おおた:今回、寺嶋民哉さんという方にオーケストラのアレンジと指揮をしていただいたんですけれど、すごく昔に寺嶋さんと一緒にできたらいいねっていう話をしていて。16歳くらいのころ、寺嶋さんに“郵便局員タカギ”という最後の曲のアレンジをしていただいて、すごく感動したんです。長い間その音源が大好きだったから、嬉しかった。
―なるほど。
おおた:自分が大人になっていく中で、初期の曲をやっておきたかった。そういう気持ちもありました。
不協和音を弾くことは良くないと思ってたんです。でも、その後に、それだけじゃ未来がないと思うようになって。
なぜ、彼女の音楽は型破りな個性を持っているのか。ときにキュートな、ときにヒヤリとするほどスリリングな響きを放ちつつ、聴き手の意識を釘付けにする予測不可能な跳躍感を音楽として鳴らしているのはなぜか。その理由に、「次元の違い」というキーワードを彼女は挙げる。
―おおたえみりさんの曲って、既存の枠組みには沿っていないところが魅力だと思うんです。自分の間合いで音楽が進んでいる感じがする。大抵の人は、クラシックとかジャズにしてもポップスやロックにしても、こういうのが正解だってスタイルを学んで、それに合わせていく作り方をすると思うんです。
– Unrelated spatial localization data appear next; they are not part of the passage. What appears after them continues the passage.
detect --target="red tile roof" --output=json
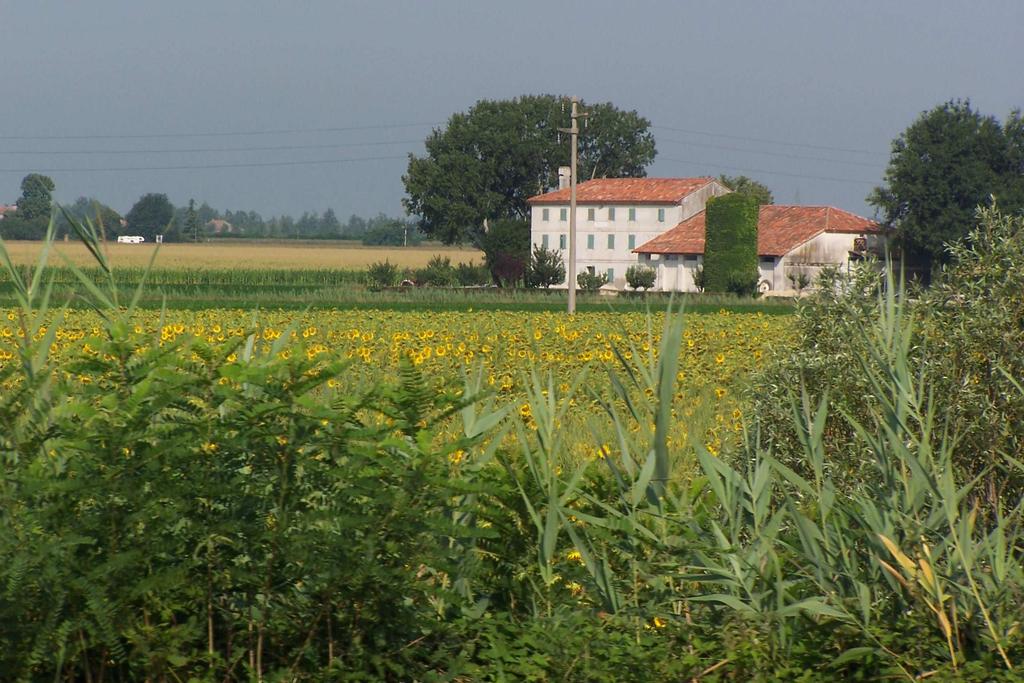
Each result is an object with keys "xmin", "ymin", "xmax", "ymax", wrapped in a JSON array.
[
  {"xmin": 634, "ymin": 205, "xmax": 881, "ymax": 256},
  {"xmin": 527, "ymin": 177, "xmax": 715, "ymax": 205}
]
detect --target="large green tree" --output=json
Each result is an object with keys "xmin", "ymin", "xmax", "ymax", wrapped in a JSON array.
[
  {"xmin": 54, "ymin": 197, "xmax": 123, "ymax": 239},
  {"xmin": 125, "ymin": 193, "xmax": 175, "ymax": 241},
  {"xmin": 869, "ymin": 100, "xmax": 1024, "ymax": 271},
  {"xmin": 403, "ymin": 94, "xmax": 656, "ymax": 246},
  {"xmin": 17, "ymin": 174, "xmax": 56, "ymax": 221},
  {"xmin": 718, "ymin": 174, "xmax": 774, "ymax": 205}
]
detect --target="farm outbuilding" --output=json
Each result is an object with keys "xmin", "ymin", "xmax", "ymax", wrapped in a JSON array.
[{"xmin": 633, "ymin": 205, "xmax": 884, "ymax": 293}]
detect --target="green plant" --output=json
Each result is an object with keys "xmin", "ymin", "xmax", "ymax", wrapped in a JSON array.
[
  {"xmin": 576, "ymin": 270, "xmax": 608, "ymax": 292},
  {"xmin": 703, "ymin": 193, "xmax": 759, "ymax": 294},
  {"xmin": 456, "ymin": 261, "xmax": 489, "ymax": 286},
  {"xmin": 365, "ymin": 258, "xmax": 398, "ymax": 290},
  {"xmin": 625, "ymin": 264, "xmax": 656, "ymax": 291},
  {"xmin": 527, "ymin": 244, "xmax": 565, "ymax": 288},
  {"xmin": 414, "ymin": 254, "xmax": 458, "ymax": 286}
]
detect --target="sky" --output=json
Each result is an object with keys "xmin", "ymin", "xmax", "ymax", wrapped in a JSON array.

そうじゃなくて、いわば自分が右足を踏み出したら、次に左足をどこを置くか? みたいにして、ピアノや音楽と触れ合ってきてるんじゃないかと思うんですけれども。
おおた:嬉しいです。そうかもしれない。
―なんでこんなに既存のフォーマットから逸脱できるのか、どのようにして、そういう風に進んでこられたのかを聞いてみたいと思ってたんですけれども。
おおた:(長い沈黙)……わからないです。
―おおたえみりさんの音楽って、コードだけじゃないと思うんです。曲を聴くと結構音をぶつけてるというか、不協和音も積極的に使っていますよね。そこもちゃんと独特の響きを持った音楽になっていて。
おおた:15、6歳のときは、不協和音を弾くことは良くないと思ってたんです。音が当たったら、間違えたって思うようにしてたんですね。でも、その後に、それだけじゃ未来がないと思うようになって。当たってる音にすごく心を動かされるかもしれない。普段弾いてるような感覚で弾けば、不協和音もエッセンスになるかもしれないって思うようになって。それで意図して不協和音を使ってるところがあります。そういう不協和音とは別に、たとえばCに対してA♭を使ったり、そういうものにも可能性を感じます。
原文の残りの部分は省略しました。